Advantages of using a desk table

Instead of being tied down to your office chair all day, bringing this treadmill base underneath a desk table allows you to synergize office work and a smooth workout routine that will be healthier for you in the long run.

The negatives...

The motor won't support runners

If you use this machine for even mild jogging you may find the noise levels increasing along with increasing wear and tear of components resulting in expensive part replacements and maintenance jobs.

Pricing may worry budget buyers

The average Joe may cringe at pricing his treadmill as high as $1,000 and that too for a machine that is essentially a walker.
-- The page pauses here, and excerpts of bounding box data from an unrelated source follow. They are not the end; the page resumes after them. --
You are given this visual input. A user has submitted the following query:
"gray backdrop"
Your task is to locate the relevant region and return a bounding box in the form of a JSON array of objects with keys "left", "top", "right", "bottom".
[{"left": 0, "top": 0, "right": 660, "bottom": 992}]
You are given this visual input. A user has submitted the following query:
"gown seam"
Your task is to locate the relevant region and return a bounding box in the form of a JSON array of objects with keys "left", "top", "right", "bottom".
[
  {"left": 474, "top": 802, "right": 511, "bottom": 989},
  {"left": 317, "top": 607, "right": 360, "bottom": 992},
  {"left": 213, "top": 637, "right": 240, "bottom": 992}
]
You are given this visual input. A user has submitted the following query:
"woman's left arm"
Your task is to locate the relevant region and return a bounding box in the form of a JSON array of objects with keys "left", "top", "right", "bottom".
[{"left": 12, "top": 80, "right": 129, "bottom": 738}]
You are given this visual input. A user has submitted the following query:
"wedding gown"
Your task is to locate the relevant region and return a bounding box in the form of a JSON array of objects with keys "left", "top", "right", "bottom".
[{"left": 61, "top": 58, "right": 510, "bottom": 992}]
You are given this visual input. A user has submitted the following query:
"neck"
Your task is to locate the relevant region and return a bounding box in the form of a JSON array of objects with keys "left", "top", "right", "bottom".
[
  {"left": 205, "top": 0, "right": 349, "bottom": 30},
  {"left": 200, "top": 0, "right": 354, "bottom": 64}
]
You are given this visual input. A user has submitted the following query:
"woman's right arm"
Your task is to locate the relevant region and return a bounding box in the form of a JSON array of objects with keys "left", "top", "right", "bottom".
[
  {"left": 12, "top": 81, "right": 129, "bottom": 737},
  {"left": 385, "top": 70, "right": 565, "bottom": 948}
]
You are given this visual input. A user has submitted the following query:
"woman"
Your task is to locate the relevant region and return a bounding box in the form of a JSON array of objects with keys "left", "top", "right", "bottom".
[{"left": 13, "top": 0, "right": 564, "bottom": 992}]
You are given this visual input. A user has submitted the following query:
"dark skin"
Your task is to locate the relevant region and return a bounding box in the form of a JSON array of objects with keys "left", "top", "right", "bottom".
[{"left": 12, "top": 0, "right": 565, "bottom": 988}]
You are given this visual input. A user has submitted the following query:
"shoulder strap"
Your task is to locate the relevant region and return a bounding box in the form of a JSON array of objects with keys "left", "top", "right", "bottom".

Serious runners or infrequent users with an inclination for running would be better of choosing a treadmill with a more powerful motor designed for running, at a price they can afford. Having said that we must also admit that it is next to impossible getting a good runner's treadmill below the $1,000 price point.

Treadmill needs frequent rest between sessions

The warranty stipulates maximum six hours daily use. If you overuse the machine or step on the pedal bringing the treadmill to 4 mph speeds, you must be prepared for a noisier workout and systems breakdowns that may prove to be costlier for you in the long run.

Warranty not up to the mark

Lifetime on frame, 3 years for the motor, 2 years for parts and just 1 year for labor doesn't speak highly of the manufacturer's confidence in his product. The least users can do is to use the machine sparingly, maintain it lovingly and avoid frequent breakdowns.

Contrary to public perception short intense workouts do not damage the system as much as long uninterrupted sessions on a treadmill that wear out parts faster. So your immediate priority would be to use the treadmill for sessions of a half an hour at the most and give reasonably long breaks in between.

The final diagnosis

The Lifespan TR1200 DT3 allows you to merge office work with tread work. It's almost the same as the TR1200 DT5, the difference being that you have to bring in an independent desk table. The user has to decide whether it is worth spending $1,000 to acquire a treadmill exclusively designed for perking up your office ambiance.

With usage of 6 hours per day, our guess is this is going to be the core model for Lifespan.